May 17 – The German Football League’s (DFL) raising of €500 million from venture capital markets will move into the next phase on Wednesday when club vote on plans that effectively move second round bidders into a final negotiation for a stake in the Bundesliga’s overseas rights.

In March DFL boss Christian Seifert confirmed that the league is offering a 25.1% stake in a new company to handle its media rights in a 25-year deal.

A prospectus had been send to 30 private equity firms and that the DFL is seeking to create two new subsidiaries – a ‘MediaCo’ division to sell Bundesliga’s media rights internationally, and a ‘DigitalCo’ to market the DFL’s esports competitions.

Part of that new business could be the creation of an OTT streaming platform.

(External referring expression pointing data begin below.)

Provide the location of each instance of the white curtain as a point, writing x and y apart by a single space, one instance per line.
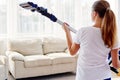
15 21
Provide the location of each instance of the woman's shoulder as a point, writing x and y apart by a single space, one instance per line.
85 28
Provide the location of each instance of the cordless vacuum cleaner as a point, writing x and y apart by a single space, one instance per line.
34 7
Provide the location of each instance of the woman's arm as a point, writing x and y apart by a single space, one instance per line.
115 58
73 47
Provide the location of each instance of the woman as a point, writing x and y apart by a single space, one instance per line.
94 44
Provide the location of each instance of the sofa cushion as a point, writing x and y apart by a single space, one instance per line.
37 61
61 58
53 44
26 46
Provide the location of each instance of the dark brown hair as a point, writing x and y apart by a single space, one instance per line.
108 26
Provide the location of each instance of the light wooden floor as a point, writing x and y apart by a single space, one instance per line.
64 76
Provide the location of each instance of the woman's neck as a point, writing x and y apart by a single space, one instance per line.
98 22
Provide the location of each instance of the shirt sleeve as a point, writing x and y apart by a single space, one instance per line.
77 37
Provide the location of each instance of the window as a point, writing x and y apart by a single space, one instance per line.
3 17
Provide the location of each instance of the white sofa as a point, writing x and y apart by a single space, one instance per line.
3 60
38 57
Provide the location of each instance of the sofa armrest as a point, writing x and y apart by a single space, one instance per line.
2 60
15 56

Reuters reports that the KKR, Bridgepoint and CVC private equity firms have all progressed to the second round of an auction that could value the Bundesliga’s overseas broadcast rights at €2 billion.

The May 19 vote by clubs will approve the second round bidders with timetable set to close the deal by July.

The DFL generates €1.1 billion a season from domestic TV rights and about €180 million from international broadcast markets, and crucially where it feels it is missing an opportunity. The Premier League earns about €1.5 billion and La Liga about €897 million from international media sales. The Bundesliga is reportedly looking for a €300 million for a stake in its international sales business.

Part of that new business could be the creation of an OTT streaming platform.

“The construction (of the new company) essentially envisages a new company that will receive the license to exploit international media rights and global marketing rights for 25 years,” Seifert told Frankfurter Allgemeine in March.

“This underlines the solid long-term investment approach, which offers both clubs and investors security when entering and also when exiting. Private equity firms are usually partners on a temporary basis, and under our model an exit is possible after a few years without any problems.”